Meski demikian, kerusuhan yang terjadi beberapa waktu lalu hanya akumulasi bara konflik alias dendam lama’ yang sempat terpendam. Tidak butuh waktu lama, kerusuhan yang memantik api permasalahan papua ini terjadi setelah Indonesia merayakan pesta rakyat atas peringatan hari kemerdekaan. Nyaris di waktu yang sama, papua juga meminta merdeka.
Duduk perkara polemik papua, akar masalahnya bersumber dari rapuhnya Integrasi. Manakala kesanggupan pemerintah dalam melayani, mengurusi dan memastikan integrasi tidak keropos, tentulah tidak menjadi alasan untuk berlepas diri.
Akan tetapi rapuhnya integrasi ini berangkat dari lemahnya pendekatan-pendekatan politik, ekonomi, ras maupun agama oleh pemerintah terhadap papua. Pendekatan politik yang lemah, mencuatlah persoalan politik yang belum tuntas yang berpacu pada keyakinan terhadap hak wilayah oleh papua.
Pendekatan ekonomi yang minus pemerataan kerap pula menjadi dalih pamungkas atas realitas pendanaan yang tidak benar-benar terintegrasi di setiap wilayah-wilayah lainnya. Juga tak dapat dipungkiri, isu rasisme turut memperburuk suasana.
Melihat konflik ini, maka pemerintah mengambil jalan pemberlakuan otonomi khusus (otsus). Pemberian otonomi khusus nampaknya disinyalir dapat menyelesaikan masalah. Jauh panggang dari api, cukup kenyataan pilu Timor Timut (Timtim) saat berhasil lepas dari ibu pertiwi yang berekspektasi bisa lebih baik jika berdiri dan menentukan nasib sendiri, realitasnya malah dengan enteng dikuasai Australia, satelit Amerika Serikat di kawasan Asia Pasifik.
Meskipun alibi otonomi khusus digaungkan akan menjanjikan kesejahteraan atas keadilan yang minus pemerataan, tetap saja dana apik yang digelontorkan untuk otsus papua ±8,4 trilliun pada tahun 2019 dan janji 12 trilliun di tahun mendatang (2020) ini tidak memastikan jaminan.
Jika ditelusuri dari 2 juta penduduk papua, harusnya peluang sejahtera lekas menyapa di tengah-tengah papua. Diikuti kebutuhan masyarakat terpenuhi, tidak ada lagi masalah, sebagaimana telah diberikan kewenangan untuk mengurus wilayahnya. Sayang berkali-kali, benarkah kesejahteraan menghampiri papua?

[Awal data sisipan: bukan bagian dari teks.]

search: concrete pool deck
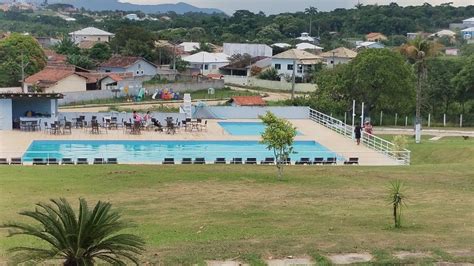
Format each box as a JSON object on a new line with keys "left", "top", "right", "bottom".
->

Nyatalah, bahwa otsus bukan solusi apalagi permintaan mendesak referendum. Ini jelas bukan solusi. Mengapa demikian?, sebab referendum justru membuka lebar pintu disintegrasi masuknya kepentingan di atas kegentingan. Upaya ini akan dimanfaatkan sebagai hotspot luangnya kepentingan baik dari dalam maupun luar negeri.
Dari dalam negeri dikompori oleh kepentingan pihak-pihak yang terganggu atas reaksi ketidakpuasan terhadap pembagian kue kekuasaan, upaya provokasi acap kali dilakukan. Kemudian dari luar negeri ada Amerika Serikat yang siap dengan pasukan Darwin dan komponen-komponen perlawanan lainnya, sehingga sewaktu-waktu ‘kayu bakar’ ini bisa dinyalakan kapan saja.
Jika demikian tak butuh waktu lama, papua yang lepas dari majikan bisa langsung kembali bertuan, tentunya jadi budak. Alhasil, papua ibarat kuliner berkelas dengan kekayaan alam yang melimpah bisa dibeli dengan disintegrasi saja. Wallahua’lam bi ash-shawab.